The PSOE-Podemos government has not lifted a finger to support Airbus workers, despite the fact that the Spanish state owns 4 percent of the company's capital in Spain. On the contrary, it sent anti-riot police to repress the protests that have taken place in recent weeks.

Three Airbus workers in Puerto Real, members of the CGT union, were arrested on April 19 on charges of public disorder. At no time were they informed about the specific acts that had given rise to the arrest. Another group of 23 workers was prevented from moving to the Madrid city of Getafe where they intended to hold a protest rally during the inauguration of the new Airbus Campus, in which King Felipe VI was going to participate. The bus was intercepted by heavily armed police and forced to return to Puerto Real.

The CGT showed them the necessary paperwork for the trip under conditions of restricted mobility due to COVID-19 but, according to the CGT website, “Such permits have been of little use… the police had an express order not to let them pass, ignoring any legal details. It did not matter if they had the necessary papers to make the trip.”
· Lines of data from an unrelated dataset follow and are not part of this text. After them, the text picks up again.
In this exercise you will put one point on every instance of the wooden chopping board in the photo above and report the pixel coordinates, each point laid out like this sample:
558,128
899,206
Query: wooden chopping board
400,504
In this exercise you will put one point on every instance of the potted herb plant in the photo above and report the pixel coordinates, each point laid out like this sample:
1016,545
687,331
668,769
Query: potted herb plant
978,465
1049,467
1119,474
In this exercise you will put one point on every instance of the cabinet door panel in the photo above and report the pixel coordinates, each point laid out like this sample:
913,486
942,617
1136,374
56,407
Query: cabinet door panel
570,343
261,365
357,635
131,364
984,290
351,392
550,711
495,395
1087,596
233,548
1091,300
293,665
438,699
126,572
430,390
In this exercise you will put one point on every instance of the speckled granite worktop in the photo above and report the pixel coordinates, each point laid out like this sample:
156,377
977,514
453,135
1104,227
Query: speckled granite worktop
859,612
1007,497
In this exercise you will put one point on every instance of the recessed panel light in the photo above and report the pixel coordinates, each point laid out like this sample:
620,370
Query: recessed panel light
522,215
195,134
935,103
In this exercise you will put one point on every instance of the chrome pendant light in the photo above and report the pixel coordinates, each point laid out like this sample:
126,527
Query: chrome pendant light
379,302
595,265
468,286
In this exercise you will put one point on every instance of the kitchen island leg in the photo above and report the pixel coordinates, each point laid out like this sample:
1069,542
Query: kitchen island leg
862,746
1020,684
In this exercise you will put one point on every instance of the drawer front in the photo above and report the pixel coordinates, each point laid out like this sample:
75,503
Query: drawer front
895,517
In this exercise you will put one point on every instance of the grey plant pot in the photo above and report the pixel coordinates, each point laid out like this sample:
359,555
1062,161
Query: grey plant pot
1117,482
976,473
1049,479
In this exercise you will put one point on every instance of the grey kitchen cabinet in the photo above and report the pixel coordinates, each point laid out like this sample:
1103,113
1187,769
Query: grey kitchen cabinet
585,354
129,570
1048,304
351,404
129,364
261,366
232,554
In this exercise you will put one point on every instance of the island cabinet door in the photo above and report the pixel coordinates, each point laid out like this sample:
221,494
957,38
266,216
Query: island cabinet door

The CGT accepted this major attack on democratic rights without any significant protest. It is not even clear what legal argument the police used to justify their actions. Had they claimed COVID-19 health restrictions, the CGT could have defended their legal right to demonstrate while respecting social distancing. If the police had persisted, it would have been a devastating exposure of the criminal “herd immunity” policy of the PSOE-Podemos government, prioritizing profits over human life. It would have shown how public health restrictions are used as a pretext to de facto ban workers protests even as the government forces millions of workers in non-essential industries to work and children to school, so far costing the lives of over 100,000 people and 3.4 million infections.